Antwort: Weil es sich dabei nicht um eine militärische Allianz, sondern um eine Zusammenarbeit mehrerer Staaten handle, argumentiert Außenminister Alexander Schallenberg (ÖVP). Er begründet dies mit dem Fehlen einer Beistandsklausel: "Es gibt keinen Automatismus." Man teile einfach Informationen – und das sei kein Bruch der Neutralität.

Kanzler und Verteidigungsministerin führen ins Treffen, dass der Schutzschirm lediglich der Gefahrenabwehr diene. Ebenfalls keine Bedenken hat Militärexperte Walter Feichtinger. Denn: Die Beteiligung am Abwehrschirm bedeute "nicht, dass man gemeinsam schießt, sondern dass man gemeinsam plant und überlegt, welche Systeme am besten zusammenpassen", erklärte er im ORF.
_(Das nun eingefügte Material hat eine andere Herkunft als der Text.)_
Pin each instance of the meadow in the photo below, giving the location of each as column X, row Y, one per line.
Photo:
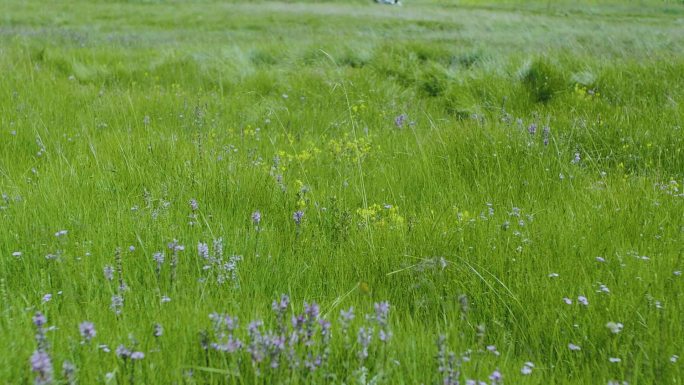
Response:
column 446, row 192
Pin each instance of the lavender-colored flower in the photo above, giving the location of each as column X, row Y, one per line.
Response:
column 576, row 159
column 364, row 338
column 158, row 257
column 117, row 304
column 545, row 133
column 492, row 349
column 41, row 364
column 347, row 316
column 69, row 370
column 496, row 377
column 87, row 330
column 400, row 120
column 527, row 369
column 297, row 217
column 256, row 218
column 122, row 352
column 109, row 272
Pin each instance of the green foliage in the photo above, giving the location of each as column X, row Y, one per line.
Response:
column 412, row 141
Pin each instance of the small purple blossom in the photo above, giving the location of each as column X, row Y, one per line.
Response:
column 297, row 217
column 256, row 218
column 41, row 364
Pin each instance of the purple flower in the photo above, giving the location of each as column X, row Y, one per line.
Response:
column 39, row 320
column 122, row 352
column 256, row 218
column 87, row 330
column 400, row 120
column 496, row 377
column 527, row 369
column 576, row 159
column 297, row 217
column 41, row 364
column 117, row 304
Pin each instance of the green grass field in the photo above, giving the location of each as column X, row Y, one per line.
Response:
column 508, row 176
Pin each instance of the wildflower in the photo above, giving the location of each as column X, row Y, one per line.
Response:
column 69, row 370
column 297, row 217
column 117, row 304
column 41, row 364
column 87, row 330
column 583, row 300
column 122, row 352
column 576, row 159
column 546, row 132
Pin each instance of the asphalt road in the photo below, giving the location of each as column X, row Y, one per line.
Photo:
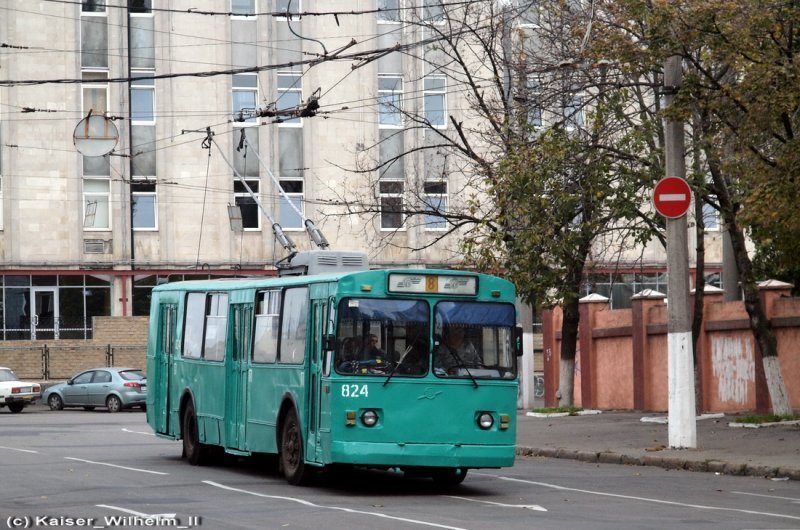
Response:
column 81, row 469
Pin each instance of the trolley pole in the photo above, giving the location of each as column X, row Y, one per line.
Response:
column 682, row 419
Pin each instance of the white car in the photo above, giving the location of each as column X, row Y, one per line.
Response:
column 16, row 394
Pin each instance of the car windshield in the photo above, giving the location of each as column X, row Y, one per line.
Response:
column 380, row 337
column 132, row 375
column 474, row 340
column 7, row 375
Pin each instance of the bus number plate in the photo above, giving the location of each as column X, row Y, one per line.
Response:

Frage: Wie reagiert die Opposition?

Antwort: FPÖ-Chef Herbert Kickl spricht von einer "verheerenden neutralitätspolitischen Entscheidung". Die Kritik stützt er darauf, dass bis auf Schweden (das Beitrittskandidat ist, Anm.) nur Nato-Staaten an Sky Shield mitwirken. Österreich verliere so die Option, im "aktuellen Konflikt" zwischen Russland und der Ukraine zu vermitteln.

Europakarte mit Mitgliedsstaaten von Sky Shield sowie NATO-Länder.
APA

Frage: Wie geht es nun weiter?

Antwort: Am Freitag reist Ministerin Tanner nach Bern, wo sie im Zuge eines trilateralen Treffens mit ihrem Amtskollegen aus Deutschland und ihrer Amtskollegin aus der Schweiz zusammenkommen wird. Österreich sieht dieses Treffen als Möglichkeit, Sky Shield beizutreten. Dafür ist eine Absichtserklärung nötig, die Tanner in Bern unterzeichnen könnte. Details sind noch offen.
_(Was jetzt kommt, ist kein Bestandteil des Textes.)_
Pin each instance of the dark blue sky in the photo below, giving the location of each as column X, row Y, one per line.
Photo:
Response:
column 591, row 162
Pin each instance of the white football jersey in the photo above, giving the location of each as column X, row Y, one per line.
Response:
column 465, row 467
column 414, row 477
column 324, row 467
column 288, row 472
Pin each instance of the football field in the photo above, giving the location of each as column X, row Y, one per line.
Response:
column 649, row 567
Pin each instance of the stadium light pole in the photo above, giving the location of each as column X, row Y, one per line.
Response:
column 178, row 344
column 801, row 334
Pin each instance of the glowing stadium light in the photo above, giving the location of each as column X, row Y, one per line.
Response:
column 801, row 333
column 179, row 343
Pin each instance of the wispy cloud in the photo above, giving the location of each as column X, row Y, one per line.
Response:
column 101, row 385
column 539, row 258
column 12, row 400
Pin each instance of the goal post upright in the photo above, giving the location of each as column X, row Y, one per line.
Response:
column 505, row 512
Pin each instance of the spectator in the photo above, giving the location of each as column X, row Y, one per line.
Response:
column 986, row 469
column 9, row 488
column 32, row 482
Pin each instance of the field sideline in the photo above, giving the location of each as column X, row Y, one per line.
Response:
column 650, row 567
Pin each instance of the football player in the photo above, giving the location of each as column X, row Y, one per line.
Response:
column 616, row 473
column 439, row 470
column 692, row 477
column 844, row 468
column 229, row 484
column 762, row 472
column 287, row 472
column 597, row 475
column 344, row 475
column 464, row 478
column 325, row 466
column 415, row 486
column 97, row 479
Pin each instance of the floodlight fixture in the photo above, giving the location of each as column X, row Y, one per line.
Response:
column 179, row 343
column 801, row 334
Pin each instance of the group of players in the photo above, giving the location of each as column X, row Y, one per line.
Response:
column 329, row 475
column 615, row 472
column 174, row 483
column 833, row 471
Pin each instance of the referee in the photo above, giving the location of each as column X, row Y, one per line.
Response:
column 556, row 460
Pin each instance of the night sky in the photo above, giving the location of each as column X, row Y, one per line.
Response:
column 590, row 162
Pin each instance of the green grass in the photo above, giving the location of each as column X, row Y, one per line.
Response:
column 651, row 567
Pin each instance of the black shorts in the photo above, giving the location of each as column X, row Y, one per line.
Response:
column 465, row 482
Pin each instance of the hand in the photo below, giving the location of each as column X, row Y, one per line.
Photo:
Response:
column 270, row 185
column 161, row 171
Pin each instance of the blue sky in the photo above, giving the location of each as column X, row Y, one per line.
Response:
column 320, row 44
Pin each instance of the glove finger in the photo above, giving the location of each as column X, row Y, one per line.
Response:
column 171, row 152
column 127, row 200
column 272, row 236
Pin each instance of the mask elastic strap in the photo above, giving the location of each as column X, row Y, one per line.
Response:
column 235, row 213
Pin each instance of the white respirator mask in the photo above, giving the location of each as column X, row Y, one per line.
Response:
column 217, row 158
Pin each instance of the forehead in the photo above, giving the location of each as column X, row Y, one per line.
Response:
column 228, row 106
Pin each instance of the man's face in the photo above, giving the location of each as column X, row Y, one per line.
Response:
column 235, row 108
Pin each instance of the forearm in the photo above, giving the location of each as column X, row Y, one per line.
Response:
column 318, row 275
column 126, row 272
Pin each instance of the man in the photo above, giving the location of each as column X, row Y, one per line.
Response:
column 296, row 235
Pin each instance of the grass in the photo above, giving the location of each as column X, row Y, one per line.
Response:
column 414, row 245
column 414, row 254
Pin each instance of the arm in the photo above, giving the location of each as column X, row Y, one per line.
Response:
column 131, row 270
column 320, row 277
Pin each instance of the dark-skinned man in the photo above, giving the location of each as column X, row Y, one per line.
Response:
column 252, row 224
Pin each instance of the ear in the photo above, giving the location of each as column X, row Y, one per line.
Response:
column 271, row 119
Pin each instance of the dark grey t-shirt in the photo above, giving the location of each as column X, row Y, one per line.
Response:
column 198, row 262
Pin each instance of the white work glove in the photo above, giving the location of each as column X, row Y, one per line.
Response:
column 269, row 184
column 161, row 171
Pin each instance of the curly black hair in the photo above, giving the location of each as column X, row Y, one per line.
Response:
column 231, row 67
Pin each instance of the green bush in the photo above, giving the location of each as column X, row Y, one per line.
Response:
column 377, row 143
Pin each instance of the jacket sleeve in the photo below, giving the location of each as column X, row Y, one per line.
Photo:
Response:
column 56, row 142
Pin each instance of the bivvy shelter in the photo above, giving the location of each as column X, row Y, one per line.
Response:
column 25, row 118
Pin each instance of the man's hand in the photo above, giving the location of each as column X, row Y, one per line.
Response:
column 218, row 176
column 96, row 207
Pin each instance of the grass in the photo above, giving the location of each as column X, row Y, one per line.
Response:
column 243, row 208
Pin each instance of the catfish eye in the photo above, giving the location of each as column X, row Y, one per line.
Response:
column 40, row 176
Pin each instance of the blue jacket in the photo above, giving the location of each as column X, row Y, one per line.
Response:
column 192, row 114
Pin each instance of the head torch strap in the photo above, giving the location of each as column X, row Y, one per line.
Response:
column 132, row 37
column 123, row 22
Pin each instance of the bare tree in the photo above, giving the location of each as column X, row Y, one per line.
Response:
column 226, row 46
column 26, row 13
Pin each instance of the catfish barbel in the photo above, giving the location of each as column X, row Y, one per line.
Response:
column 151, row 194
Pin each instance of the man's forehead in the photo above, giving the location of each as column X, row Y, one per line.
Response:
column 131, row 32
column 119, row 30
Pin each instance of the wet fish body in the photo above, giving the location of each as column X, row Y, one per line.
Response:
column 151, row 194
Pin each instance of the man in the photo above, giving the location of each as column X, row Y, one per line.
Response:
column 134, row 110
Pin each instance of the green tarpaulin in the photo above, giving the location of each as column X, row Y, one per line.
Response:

Frage: Was wird das kosten?

Antwort: Das kommt darauf an, welche Waffen beschafft werden und welches Land welche Schwerpunkte hinsichtlich der Reichweiten dieser Waffen setzt. Bei einer europäischen Koordination des Einkaufs sollten die Preise tendenziell günstiger werden. Billig wird das jedenfalls nicht: Deutschland bestellt derzeit sechs Systeme Iris-T-SLM für 950 Millionen Euro – als kleinen Teil seines nationalen Beitrags. Auf Österreich dürften Gesamtkosten von gut zwei Milliarden Euro zukommen. (Stefanie Rachbauer, Conrad Seidl, 2.7.2023)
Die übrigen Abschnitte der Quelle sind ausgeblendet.